Phototherapy: It is also called blue light therapy and it is done by a specially trained physician or dermatologist. It is FDA-approved and it is used for the treatment of stubborn acne that does not respond to other treatment options.

It can also be used to treat moderate acne. It involves the use of blue light within a safe wavelength to eradicate acne associated bacteria. This treatment technique for acne is still being explored and it has very few efficacy reports.



Commonly referred to as acne facials, this is a treatment procedure done by an esthetician in beauty outlets like spas and salons.

These facials may or may not work and often requires consistency for it to be effective. Most facials tend to focus on removing acne or discolorations and scarring left by acne.

While doing facials, it is recommended that you continue other acne treatments or home remedies for better results. Below are some types of facial treatment techniques.

Microdermabrasion: In this procedure, the esthetician uses a handheld device or machine to exfoliate and remove the outermost layer of the skin, which serves to unclog the pores.

A moisturizer is usually applied 30 to 40 minutes after the procedure is completed. It can be used to treat blackheads and whiteheads and it often leaves the skin smooth, brightened and even-toned.

Comedo extractions: Helps to decongest clogged pores. An extractor tool or the fingers is used to clear comedones(blackheads and whiteheads). It cannot be used for nodules or cystic acne.

LED machine treatment: This technique involves the use of an LED machine to treat acne breakouts on the face. The skin is exposed to the  LED machine which emits white, red, and blue infrared lights.

The white light acts by toning the skin as it penetrates deep into the skin, the blue combats acne associated bacteria, while the red promotes collagen growth for skin health.
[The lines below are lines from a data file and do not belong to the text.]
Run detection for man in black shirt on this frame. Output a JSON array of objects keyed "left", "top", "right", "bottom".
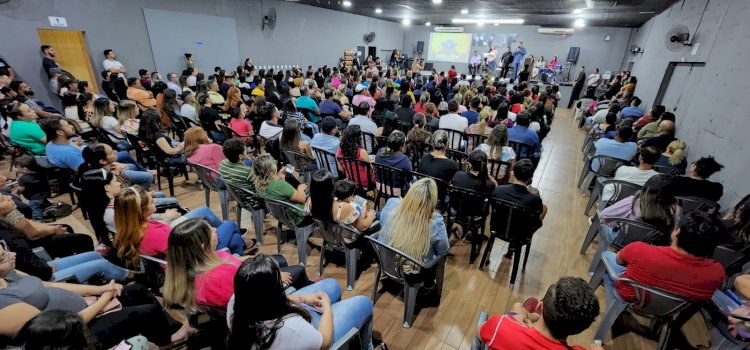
[{"left": 492, "top": 159, "right": 547, "bottom": 258}]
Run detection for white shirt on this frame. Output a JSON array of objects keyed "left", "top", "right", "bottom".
[
  {"left": 180, "top": 103, "right": 200, "bottom": 124},
  {"left": 602, "top": 166, "right": 659, "bottom": 202},
  {"left": 102, "top": 60, "right": 125, "bottom": 79},
  {"left": 586, "top": 74, "right": 601, "bottom": 86}
]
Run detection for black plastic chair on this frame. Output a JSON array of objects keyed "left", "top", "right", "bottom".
[
  {"left": 372, "top": 163, "right": 411, "bottom": 210},
  {"left": 580, "top": 180, "right": 641, "bottom": 255},
  {"left": 508, "top": 141, "right": 537, "bottom": 162},
  {"left": 338, "top": 157, "right": 375, "bottom": 199},
  {"left": 448, "top": 186, "right": 489, "bottom": 264},
  {"left": 225, "top": 183, "right": 268, "bottom": 246},
  {"left": 313, "top": 218, "right": 363, "bottom": 290},
  {"left": 487, "top": 159, "right": 511, "bottom": 185},
  {"left": 366, "top": 234, "right": 445, "bottom": 328},
  {"left": 264, "top": 198, "right": 314, "bottom": 266},
  {"left": 479, "top": 197, "right": 540, "bottom": 284},
  {"left": 438, "top": 128, "right": 466, "bottom": 151},
  {"left": 188, "top": 163, "right": 229, "bottom": 221},
  {"left": 466, "top": 133, "right": 489, "bottom": 153},
  {"left": 311, "top": 147, "right": 339, "bottom": 178},
  {"left": 283, "top": 148, "right": 317, "bottom": 183}
]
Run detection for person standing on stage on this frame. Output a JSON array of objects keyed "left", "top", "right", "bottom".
[
  {"left": 513, "top": 41, "right": 526, "bottom": 78},
  {"left": 487, "top": 44, "right": 497, "bottom": 74},
  {"left": 469, "top": 50, "right": 482, "bottom": 75},
  {"left": 500, "top": 47, "right": 513, "bottom": 78},
  {"left": 568, "top": 66, "right": 586, "bottom": 108}
]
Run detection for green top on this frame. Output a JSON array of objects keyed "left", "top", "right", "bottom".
[
  {"left": 10, "top": 120, "right": 47, "bottom": 155},
  {"left": 262, "top": 179, "right": 307, "bottom": 224}
]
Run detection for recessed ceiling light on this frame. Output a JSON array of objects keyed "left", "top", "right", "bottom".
[{"left": 451, "top": 18, "right": 524, "bottom": 25}]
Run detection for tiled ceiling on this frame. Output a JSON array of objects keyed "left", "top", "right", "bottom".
[{"left": 287, "top": 0, "right": 678, "bottom": 27}]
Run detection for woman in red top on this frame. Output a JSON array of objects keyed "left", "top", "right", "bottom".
[
  {"left": 336, "top": 125, "right": 375, "bottom": 189},
  {"left": 164, "top": 219, "right": 310, "bottom": 310}
]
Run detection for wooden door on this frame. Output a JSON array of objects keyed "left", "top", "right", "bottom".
[{"left": 37, "top": 29, "right": 99, "bottom": 92}]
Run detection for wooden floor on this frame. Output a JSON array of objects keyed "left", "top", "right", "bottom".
[{"left": 0, "top": 109, "right": 709, "bottom": 350}]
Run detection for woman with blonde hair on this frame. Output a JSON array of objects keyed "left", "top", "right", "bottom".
[
  {"left": 117, "top": 100, "right": 140, "bottom": 136},
  {"left": 655, "top": 140, "right": 687, "bottom": 173},
  {"left": 378, "top": 178, "right": 450, "bottom": 273}
]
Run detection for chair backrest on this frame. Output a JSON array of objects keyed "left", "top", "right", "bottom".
[
  {"left": 601, "top": 180, "right": 642, "bottom": 208},
  {"left": 607, "top": 218, "right": 661, "bottom": 250},
  {"left": 508, "top": 141, "right": 534, "bottom": 159},
  {"left": 339, "top": 157, "right": 375, "bottom": 192},
  {"left": 360, "top": 131, "right": 378, "bottom": 154},
  {"left": 439, "top": 128, "right": 466, "bottom": 150},
  {"left": 313, "top": 218, "right": 362, "bottom": 251},
  {"left": 188, "top": 162, "right": 219, "bottom": 192},
  {"left": 487, "top": 159, "right": 510, "bottom": 185},
  {"left": 675, "top": 196, "right": 721, "bottom": 214},
  {"left": 365, "top": 234, "right": 441, "bottom": 283},
  {"left": 263, "top": 198, "right": 306, "bottom": 229},
  {"left": 372, "top": 163, "right": 411, "bottom": 198},
  {"left": 466, "top": 134, "right": 489, "bottom": 153},
  {"left": 489, "top": 197, "right": 540, "bottom": 244},
  {"left": 312, "top": 147, "right": 339, "bottom": 178},
  {"left": 589, "top": 156, "right": 627, "bottom": 177},
  {"left": 445, "top": 148, "right": 469, "bottom": 170},
  {"left": 283, "top": 148, "right": 315, "bottom": 174},
  {"left": 618, "top": 278, "right": 693, "bottom": 319},
  {"left": 654, "top": 164, "right": 685, "bottom": 175},
  {"left": 223, "top": 182, "right": 264, "bottom": 211}
]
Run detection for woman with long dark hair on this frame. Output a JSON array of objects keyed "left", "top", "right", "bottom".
[{"left": 227, "top": 254, "right": 372, "bottom": 350}]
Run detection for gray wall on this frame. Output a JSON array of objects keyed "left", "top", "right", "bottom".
[
  {"left": 0, "top": 0, "right": 404, "bottom": 101},
  {"left": 404, "top": 25, "right": 630, "bottom": 79},
  {"left": 627, "top": 0, "right": 750, "bottom": 208}
]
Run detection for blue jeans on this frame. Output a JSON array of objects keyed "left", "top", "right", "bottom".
[
  {"left": 117, "top": 151, "right": 146, "bottom": 171},
  {"left": 48, "top": 252, "right": 128, "bottom": 282},
  {"left": 292, "top": 278, "right": 372, "bottom": 350},
  {"left": 122, "top": 164, "right": 154, "bottom": 191}
]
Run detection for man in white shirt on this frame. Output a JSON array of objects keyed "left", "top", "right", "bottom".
[
  {"left": 258, "top": 102, "right": 283, "bottom": 141},
  {"left": 102, "top": 49, "right": 127, "bottom": 79},
  {"left": 167, "top": 73, "right": 182, "bottom": 96},
  {"left": 438, "top": 100, "right": 469, "bottom": 149},
  {"left": 602, "top": 147, "right": 661, "bottom": 202},
  {"left": 349, "top": 101, "right": 382, "bottom": 135}
]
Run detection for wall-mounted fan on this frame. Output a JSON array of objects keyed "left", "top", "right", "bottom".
[
  {"left": 261, "top": 7, "right": 276, "bottom": 30},
  {"left": 362, "top": 32, "right": 375, "bottom": 44},
  {"left": 664, "top": 26, "right": 690, "bottom": 51}
]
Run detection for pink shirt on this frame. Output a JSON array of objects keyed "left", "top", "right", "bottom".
[
  {"left": 195, "top": 251, "right": 242, "bottom": 308},
  {"left": 188, "top": 143, "right": 227, "bottom": 171},
  {"left": 229, "top": 118, "right": 253, "bottom": 138},
  {"left": 138, "top": 220, "right": 172, "bottom": 259}
]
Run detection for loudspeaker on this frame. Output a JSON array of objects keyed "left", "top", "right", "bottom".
[{"left": 568, "top": 46, "right": 581, "bottom": 63}]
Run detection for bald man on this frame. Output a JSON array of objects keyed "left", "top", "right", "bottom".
[{"left": 641, "top": 120, "right": 677, "bottom": 152}]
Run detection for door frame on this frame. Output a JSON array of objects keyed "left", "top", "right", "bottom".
[{"left": 654, "top": 62, "right": 706, "bottom": 106}]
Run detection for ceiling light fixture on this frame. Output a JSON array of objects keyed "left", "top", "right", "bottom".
[{"left": 451, "top": 18, "right": 524, "bottom": 25}]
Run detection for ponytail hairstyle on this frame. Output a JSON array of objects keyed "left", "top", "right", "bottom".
[{"left": 667, "top": 140, "right": 687, "bottom": 166}]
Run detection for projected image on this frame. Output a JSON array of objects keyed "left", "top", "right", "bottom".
[{"left": 427, "top": 33, "right": 471, "bottom": 62}]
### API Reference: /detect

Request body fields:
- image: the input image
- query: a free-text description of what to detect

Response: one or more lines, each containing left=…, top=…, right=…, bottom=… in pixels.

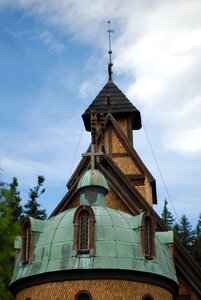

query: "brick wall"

left=15, top=280, right=173, bottom=300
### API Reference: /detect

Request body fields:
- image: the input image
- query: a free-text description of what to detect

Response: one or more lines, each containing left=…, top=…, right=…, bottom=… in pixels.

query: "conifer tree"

left=24, top=175, right=47, bottom=220
left=0, top=183, right=20, bottom=300
left=192, top=213, right=201, bottom=266
left=161, top=199, right=175, bottom=228
left=2, top=177, right=23, bottom=222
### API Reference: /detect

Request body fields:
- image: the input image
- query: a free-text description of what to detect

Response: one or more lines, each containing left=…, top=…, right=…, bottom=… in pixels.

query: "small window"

left=79, top=210, right=89, bottom=251
left=142, top=295, right=154, bottom=300
left=144, top=218, right=152, bottom=256
left=73, top=205, right=95, bottom=253
left=21, top=218, right=33, bottom=264
left=75, top=291, right=92, bottom=300
left=141, top=214, right=155, bottom=258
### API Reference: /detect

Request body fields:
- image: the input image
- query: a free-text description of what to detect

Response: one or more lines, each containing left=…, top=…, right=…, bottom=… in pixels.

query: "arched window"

left=79, top=210, right=90, bottom=251
left=21, top=218, right=33, bottom=264
left=142, top=295, right=154, bottom=300
left=142, top=214, right=155, bottom=258
left=75, top=291, right=92, bottom=300
left=73, top=205, right=95, bottom=253
left=144, top=217, right=152, bottom=257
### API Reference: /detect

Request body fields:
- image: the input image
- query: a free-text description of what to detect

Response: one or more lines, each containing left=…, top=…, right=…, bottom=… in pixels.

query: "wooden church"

left=10, top=48, right=201, bottom=300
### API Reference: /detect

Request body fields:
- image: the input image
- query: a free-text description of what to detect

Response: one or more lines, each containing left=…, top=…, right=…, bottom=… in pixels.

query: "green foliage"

left=2, top=177, right=23, bottom=222
left=0, top=183, right=20, bottom=300
left=0, top=176, right=47, bottom=300
left=24, top=176, right=47, bottom=220
left=192, top=214, right=201, bottom=266
left=161, top=199, right=175, bottom=228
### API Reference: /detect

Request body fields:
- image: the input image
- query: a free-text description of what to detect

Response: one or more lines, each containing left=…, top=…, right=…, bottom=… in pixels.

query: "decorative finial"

left=107, top=21, right=114, bottom=80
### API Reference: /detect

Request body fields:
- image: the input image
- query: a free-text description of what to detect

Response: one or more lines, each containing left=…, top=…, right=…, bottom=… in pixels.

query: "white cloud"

left=0, top=0, right=201, bottom=220
left=39, top=30, right=64, bottom=52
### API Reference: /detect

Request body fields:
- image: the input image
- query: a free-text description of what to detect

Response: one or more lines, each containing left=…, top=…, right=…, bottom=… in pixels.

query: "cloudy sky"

left=0, top=0, right=201, bottom=224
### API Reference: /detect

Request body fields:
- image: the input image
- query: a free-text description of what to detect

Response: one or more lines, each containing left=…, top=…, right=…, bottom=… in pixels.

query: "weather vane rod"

left=107, top=21, right=114, bottom=80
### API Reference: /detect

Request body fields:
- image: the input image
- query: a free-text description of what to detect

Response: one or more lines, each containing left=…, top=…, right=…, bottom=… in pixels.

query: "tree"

left=24, top=175, right=47, bottom=220
left=0, top=183, right=20, bottom=300
left=161, top=199, right=175, bottom=228
left=2, top=177, right=23, bottom=222
left=192, top=213, right=201, bottom=266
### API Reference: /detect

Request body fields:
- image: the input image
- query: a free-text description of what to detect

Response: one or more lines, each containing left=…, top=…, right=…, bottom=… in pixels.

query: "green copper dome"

left=77, top=169, right=109, bottom=193
left=77, top=169, right=109, bottom=206
left=11, top=206, right=177, bottom=285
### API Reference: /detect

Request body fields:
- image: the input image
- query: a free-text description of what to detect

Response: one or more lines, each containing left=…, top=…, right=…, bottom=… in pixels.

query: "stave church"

left=10, top=35, right=201, bottom=300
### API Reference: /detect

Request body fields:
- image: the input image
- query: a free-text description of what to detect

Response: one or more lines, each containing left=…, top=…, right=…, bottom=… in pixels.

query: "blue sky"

left=0, top=0, right=201, bottom=224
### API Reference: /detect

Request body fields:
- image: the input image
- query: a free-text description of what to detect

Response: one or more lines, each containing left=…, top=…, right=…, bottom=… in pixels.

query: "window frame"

left=141, top=213, right=156, bottom=259
left=73, top=205, right=95, bottom=253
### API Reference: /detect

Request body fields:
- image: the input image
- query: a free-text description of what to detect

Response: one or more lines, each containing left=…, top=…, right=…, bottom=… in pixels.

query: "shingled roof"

left=82, top=80, right=142, bottom=131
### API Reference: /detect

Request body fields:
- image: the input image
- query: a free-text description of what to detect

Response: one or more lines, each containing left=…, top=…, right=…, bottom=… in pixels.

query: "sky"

left=0, top=0, right=201, bottom=226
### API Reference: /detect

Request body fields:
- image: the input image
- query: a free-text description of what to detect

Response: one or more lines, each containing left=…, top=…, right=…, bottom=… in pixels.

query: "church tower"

left=10, top=26, right=201, bottom=300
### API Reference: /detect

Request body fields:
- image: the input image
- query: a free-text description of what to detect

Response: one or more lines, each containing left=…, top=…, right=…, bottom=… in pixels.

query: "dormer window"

left=73, top=205, right=95, bottom=253
left=142, top=214, right=155, bottom=259
left=75, top=291, right=92, bottom=300
left=21, top=218, right=33, bottom=264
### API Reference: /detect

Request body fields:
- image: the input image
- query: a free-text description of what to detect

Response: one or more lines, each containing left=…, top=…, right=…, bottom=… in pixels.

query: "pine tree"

left=0, top=183, right=20, bottom=300
left=178, top=215, right=194, bottom=253
left=161, top=199, right=175, bottom=228
left=24, top=175, right=47, bottom=220
left=192, top=213, right=201, bottom=266
left=2, top=177, right=23, bottom=222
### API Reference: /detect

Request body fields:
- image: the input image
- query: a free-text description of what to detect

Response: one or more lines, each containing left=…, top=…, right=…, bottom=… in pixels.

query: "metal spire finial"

It is mostly used in the treatment of mild pimples.

Chemical peels: Chemical peels are a combination of chemical solutions that are applied on the surface of the skin to remove the outermost layer of the skin to enable new skin to grow in its place. It helps to unclog acne pores, lighten dark spots and improve skin texture.

ALTERNATIVE HOME REMEDIES: Tea tree oil, some moisturizers, and polyphenols in tea can be used to tackle acne at home.

There is evidence to suggest that using 5% tea tree oil on acne sites can help treat mild to moderate forms of acne. Also, polyphenols from tea( green tea inclusive ) have been shown to minimize oil secretion in the skin when applied as a topical preparation on the skin to treat acne. Some moisturizers especially those containing aloe Vera can work to soothe inflammation caused by acne.


  • Wash your face with mild soap at least twice a day.
  • Avoid touching your face often and wash your hands before touching the face to prevent incidences of infection or  further irritation to acne lesions
  • Do not hold your mobile device against the skin of your face as sebum and skin debris can accumulate on the screen.
  • Wash your face with warm soapy water before shaving and make sure to always use electric shavers or safety razors only.
  • However tempting it may be, do not pop pimples or extract the pus from acne lesions. This can worsen the lesion and leave dark spots and scars.
  • Endeavor to remove makeup from your face before going to bed. Always go for products that are less likely to worsen or trigger a break out when buying make up.
  • Use sunscreen on your face to avoid direct exposure to the sun, as this can trigger more sebum production.